Seems to be an approved gov't policy since about the Vietnam era as I recall. Probably pre Vietnam, I just wasn't aware of it before then. It appears that the typical American response is akin to "As long as its not MY Ox being gored"...
Weaver did cut a barrel of a shotgun for someone... but as I recall reading at the time he kept it legal. Someone later might have (cough, cough) removed the buttstock pad, thus rendering the OAL to be 3/8" less than legal (cough, cough), but I digress... Then there was that slight faux pas concerning the court date... Oops. Then the boys dog thing.
Dynamics at work... not a pretty picture sometimes.

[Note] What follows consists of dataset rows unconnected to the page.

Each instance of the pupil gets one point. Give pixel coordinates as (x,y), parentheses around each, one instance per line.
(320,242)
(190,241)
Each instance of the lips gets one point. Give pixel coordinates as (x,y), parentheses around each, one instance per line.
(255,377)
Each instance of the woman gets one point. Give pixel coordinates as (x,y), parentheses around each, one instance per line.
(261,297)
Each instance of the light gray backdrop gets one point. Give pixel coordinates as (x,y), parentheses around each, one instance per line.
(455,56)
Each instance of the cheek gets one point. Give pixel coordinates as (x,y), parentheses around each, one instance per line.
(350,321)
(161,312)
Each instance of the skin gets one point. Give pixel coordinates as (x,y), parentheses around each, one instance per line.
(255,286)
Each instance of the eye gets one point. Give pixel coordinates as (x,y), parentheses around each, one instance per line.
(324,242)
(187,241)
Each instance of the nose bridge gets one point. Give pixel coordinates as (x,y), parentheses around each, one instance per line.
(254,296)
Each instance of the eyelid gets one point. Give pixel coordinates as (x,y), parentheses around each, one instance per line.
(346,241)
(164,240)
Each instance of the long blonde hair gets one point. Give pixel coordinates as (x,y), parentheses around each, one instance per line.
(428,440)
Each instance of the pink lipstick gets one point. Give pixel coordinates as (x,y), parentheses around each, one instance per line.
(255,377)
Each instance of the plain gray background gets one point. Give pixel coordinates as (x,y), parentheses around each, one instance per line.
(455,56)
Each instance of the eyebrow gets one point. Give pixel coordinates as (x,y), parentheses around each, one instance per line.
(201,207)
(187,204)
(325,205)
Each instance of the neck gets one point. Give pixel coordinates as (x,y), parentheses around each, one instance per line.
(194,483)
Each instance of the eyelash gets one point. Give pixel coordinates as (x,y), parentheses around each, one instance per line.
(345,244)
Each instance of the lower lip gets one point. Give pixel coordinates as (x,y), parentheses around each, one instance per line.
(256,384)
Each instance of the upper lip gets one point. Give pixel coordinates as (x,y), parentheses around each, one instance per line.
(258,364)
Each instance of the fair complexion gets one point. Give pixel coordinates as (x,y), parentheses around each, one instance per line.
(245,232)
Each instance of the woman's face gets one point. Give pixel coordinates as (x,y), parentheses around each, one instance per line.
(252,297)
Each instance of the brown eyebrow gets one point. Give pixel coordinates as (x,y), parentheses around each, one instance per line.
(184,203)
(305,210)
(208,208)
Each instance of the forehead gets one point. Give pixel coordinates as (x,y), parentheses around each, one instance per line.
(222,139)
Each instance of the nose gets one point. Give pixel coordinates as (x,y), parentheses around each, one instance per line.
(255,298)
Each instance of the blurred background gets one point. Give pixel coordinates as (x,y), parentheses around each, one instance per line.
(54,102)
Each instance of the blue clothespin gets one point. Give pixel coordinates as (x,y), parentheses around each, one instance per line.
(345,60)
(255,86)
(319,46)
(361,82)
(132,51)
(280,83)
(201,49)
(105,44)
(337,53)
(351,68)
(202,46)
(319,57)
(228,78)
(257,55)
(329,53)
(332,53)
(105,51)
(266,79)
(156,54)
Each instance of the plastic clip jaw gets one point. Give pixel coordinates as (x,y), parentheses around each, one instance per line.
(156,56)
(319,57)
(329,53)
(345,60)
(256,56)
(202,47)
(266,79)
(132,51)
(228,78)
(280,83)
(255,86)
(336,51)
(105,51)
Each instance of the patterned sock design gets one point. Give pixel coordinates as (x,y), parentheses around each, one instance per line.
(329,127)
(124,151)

When the Feds want ya, they got ya... One way or another. We're all probably guilty of something, some more than others. And to be a fatalist, we're all going to die someday.
Koresh seemed determined to follow his self proclaimed destiny, albeit aided by his/our tax dollars. And the later trial wherein the judge over-ruled the jury... waste of still more taxpayer dough. Survivors will be prosecuted to the fullest extent of the law, or what the judge says the law will be; the heck with 12 good men/women who obviously knew nothing about jury nullification.

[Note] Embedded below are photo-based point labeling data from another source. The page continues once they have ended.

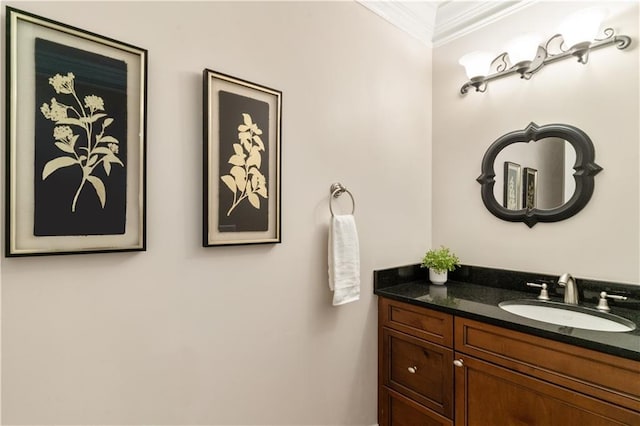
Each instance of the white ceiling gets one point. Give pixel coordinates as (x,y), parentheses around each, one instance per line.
(435,23)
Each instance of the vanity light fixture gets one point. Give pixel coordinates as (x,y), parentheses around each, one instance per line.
(572,41)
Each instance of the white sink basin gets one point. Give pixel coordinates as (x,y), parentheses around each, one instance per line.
(568,315)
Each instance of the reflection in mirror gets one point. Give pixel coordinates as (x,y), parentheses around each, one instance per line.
(540,175)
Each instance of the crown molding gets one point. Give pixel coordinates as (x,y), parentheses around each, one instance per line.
(456,19)
(436,23)
(417,18)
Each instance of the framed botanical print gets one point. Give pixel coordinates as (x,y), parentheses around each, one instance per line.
(529,188)
(512,194)
(76,140)
(241,161)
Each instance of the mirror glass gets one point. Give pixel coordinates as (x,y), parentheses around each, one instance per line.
(537,175)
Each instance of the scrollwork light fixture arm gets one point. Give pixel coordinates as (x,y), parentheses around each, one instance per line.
(501,66)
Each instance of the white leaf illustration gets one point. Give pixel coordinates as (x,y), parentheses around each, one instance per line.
(255,159)
(254,200)
(92,118)
(262,191)
(109,139)
(57,163)
(72,121)
(99,187)
(258,142)
(240,177)
(231,183)
(65,147)
(236,160)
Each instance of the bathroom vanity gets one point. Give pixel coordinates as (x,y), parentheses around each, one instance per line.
(449,355)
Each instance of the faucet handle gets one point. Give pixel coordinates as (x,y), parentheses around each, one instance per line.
(544,294)
(603,305)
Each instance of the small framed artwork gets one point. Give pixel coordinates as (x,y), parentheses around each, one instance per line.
(241,161)
(512,186)
(75,146)
(529,185)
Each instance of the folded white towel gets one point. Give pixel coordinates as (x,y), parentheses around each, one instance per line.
(344,259)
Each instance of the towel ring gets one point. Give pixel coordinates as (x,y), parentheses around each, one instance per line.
(336,190)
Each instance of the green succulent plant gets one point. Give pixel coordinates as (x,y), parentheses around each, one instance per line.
(440,260)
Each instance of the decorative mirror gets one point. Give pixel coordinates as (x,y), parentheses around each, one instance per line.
(545,174)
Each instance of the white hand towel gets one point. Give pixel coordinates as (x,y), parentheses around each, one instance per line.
(344,260)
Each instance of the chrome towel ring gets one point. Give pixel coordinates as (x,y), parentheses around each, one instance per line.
(336,190)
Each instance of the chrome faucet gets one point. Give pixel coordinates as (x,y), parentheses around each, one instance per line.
(570,289)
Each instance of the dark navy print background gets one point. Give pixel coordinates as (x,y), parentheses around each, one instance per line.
(102,77)
(244,217)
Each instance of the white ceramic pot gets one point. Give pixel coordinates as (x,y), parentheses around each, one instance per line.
(437,277)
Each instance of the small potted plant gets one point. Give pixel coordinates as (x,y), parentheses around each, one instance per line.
(439,261)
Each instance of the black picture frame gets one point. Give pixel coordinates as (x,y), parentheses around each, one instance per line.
(75,140)
(241,161)
(529,188)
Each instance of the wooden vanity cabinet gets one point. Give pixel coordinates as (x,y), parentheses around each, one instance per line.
(500,376)
(415,365)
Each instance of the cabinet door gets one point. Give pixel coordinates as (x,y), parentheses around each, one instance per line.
(490,395)
(419,370)
(397,410)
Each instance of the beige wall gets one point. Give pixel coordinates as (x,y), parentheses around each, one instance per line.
(238,335)
(602,241)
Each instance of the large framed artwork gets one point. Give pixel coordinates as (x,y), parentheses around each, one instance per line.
(512,193)
(76,140)
(241,161)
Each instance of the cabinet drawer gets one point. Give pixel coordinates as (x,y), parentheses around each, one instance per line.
(607,377)
(419,370)
(434,326)
(487,394)
(397,410)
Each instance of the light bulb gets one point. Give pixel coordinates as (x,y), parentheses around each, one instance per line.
(476,64)
(582,26)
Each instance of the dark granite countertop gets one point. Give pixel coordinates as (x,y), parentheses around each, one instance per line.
(479,301)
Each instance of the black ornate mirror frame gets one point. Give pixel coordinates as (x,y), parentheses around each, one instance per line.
(585,168)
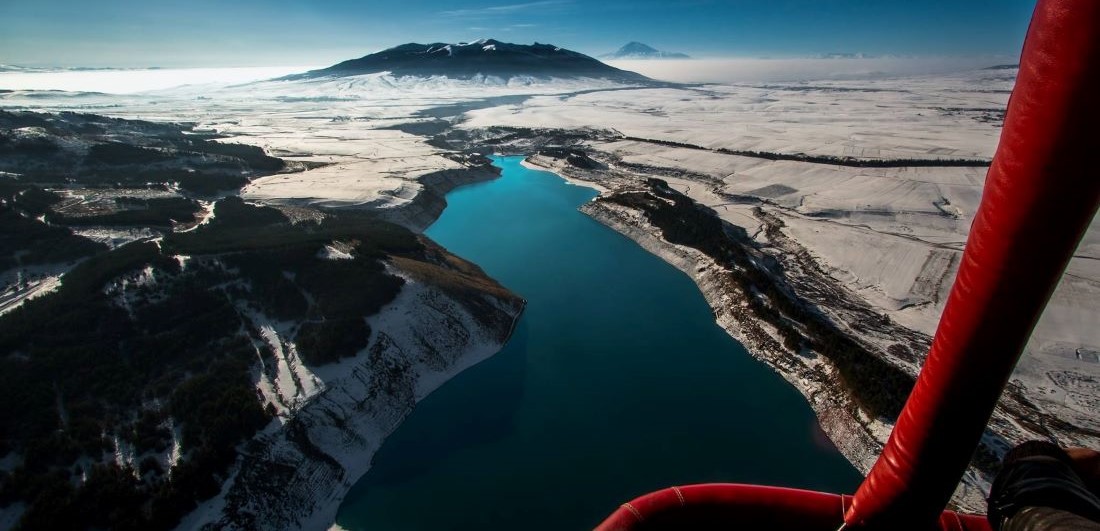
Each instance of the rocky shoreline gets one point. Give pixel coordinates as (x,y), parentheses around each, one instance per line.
(296,473)
(858,435)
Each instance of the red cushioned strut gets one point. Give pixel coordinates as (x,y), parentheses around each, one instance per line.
(1041,194)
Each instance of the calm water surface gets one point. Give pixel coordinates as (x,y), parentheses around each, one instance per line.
(617,382)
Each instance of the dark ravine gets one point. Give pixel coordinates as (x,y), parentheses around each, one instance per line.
(270,424)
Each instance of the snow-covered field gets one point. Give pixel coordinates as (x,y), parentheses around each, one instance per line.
(892,235)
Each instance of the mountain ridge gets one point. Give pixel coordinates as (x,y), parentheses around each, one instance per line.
(635,50)
(485,57)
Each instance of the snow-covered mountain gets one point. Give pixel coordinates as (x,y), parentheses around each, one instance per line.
(638,51)
(484,57)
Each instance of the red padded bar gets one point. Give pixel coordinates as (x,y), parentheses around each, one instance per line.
(732,506)
(1041,194)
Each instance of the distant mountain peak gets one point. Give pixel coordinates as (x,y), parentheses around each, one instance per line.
(486,57)
(635,50)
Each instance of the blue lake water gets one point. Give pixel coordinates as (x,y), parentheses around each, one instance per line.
(617,382)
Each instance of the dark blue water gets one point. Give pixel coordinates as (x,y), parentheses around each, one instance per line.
(617,382)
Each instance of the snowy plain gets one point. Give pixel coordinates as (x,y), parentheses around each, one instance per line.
(891,235)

Gerry Spence defended Weaver and wrote a little essay about it titled "From Freedom to Slavery". More focus on corporate King than Weaver but a good read none-the-less.
McVeigh... no hero there, tho' I still wonder about that conveniantly timed conference that the OKC ATF agents were at when the truck bomb went off and all the tin-foil hat crowd hoopla that followed.
Interesting times back then. Interesting times today.
So tell us Thefumigator, have you learned something about both incidents yet? And if so, what is your reaction 10 years after the fact?